As a bit of background, I’ve been working with the web since more or less the beginning. The first time I accessed the web was through a telnet session over modem to a university and web pages were rendered one line at a time. As a knowledge worker and technology person, I pretty early on learned how to use the tools available to find solutions to problems. I started with Usenet, then moved to chat groups, mailing list archives, and Deja news, which Google consolidated into a searchable web archive. Then, we had tools like Stack Overflow and Google which helped search these things. All this time, I became very talented at pulling things out of search engines, finding the right terms to use, and that sort of thing.
However, search had a very particular way of working and required you to be very careful about the terms you selected. If you couldn’t find what you were looking for, it did not help to be more descriptive about the concept you are trying to reach. Adding search terms after the first few rarely had any effect to change the results.
Now, enter large language models, AI, and ChatGPT (and soon Bing AI, Bard, etc). Suddenly, the skills for finding information are changing rapidly. It is actually easier for a large language model (LLM) to take as much context as possible and then predict what the best chain of response words would be to answer your question. The better and more detailed your question is, the better the answer you’re going to get.
This is a huge change from needing to limit yourself and your terms and power searching being about how to work with Google’s algorithms in a way where you could tease things out, and then in the end, have to do a bit more digging and research. Now, you can be more explicit about what you’re trying to find, understand, and get as results.

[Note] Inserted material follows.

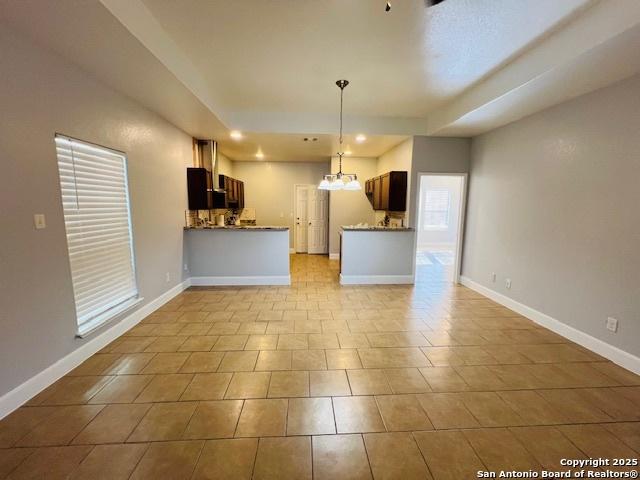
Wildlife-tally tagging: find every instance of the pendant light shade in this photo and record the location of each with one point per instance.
(353, 185)
(340, 181)
(324, 184)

I can give a bit of a personal example here. I’ve been interested for quite a while now (a few years) in companies that are more stable and not chasing massive amounts of growth and thereby providing more dependable employment for people. I thought of these as “sustainable” companies. Due to my search skills, I kept stumbling on the term “sustainable” due to how popular it is regarding renewables and I never really could find better terms. It wasn’t until last fall when I was reading an obituary for Herman Daly that I discovered the term “Sustainable Development”. This more precise term opened up a whole new world of ideas in the search engines.

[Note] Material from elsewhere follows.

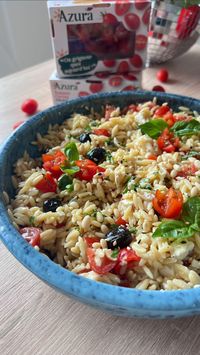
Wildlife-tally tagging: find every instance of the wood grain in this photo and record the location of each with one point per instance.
(36, 320)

Contrast this experience with ChatGPT, which I just asked “What is it called when a company tries to be relatively stable over time and limit growth so that it doesn’t have to make drastic changes when markets go up and down?” And got the answer:
“The approach you’re describing is often referred to as a “steady state” or “steady growth” strategy. This involves deliberately limiting the rate of growth in order to maintain a stable level of operations and avoid the need for drastic changes in response to market fluctuations…”
While this is not exactly where I wanted to get in a single step, it is far, far closer than having to sift through results about renewable energy.
This is going to be a big sea change for people like me who were raised on low-context type search systems, but it’s also going to make information more accessible because people want to find information in a conversational way. It’s how we were brought up in terms of learning and interacting with each other. These new methods of interacting with these models, while there are pitfalls, are much more natural, and that’s a good thing. But it means people like me will need to retrain ourselves to be more aware when we’re interacting with computers. But that’s not a bad thing and I’m ready to learn.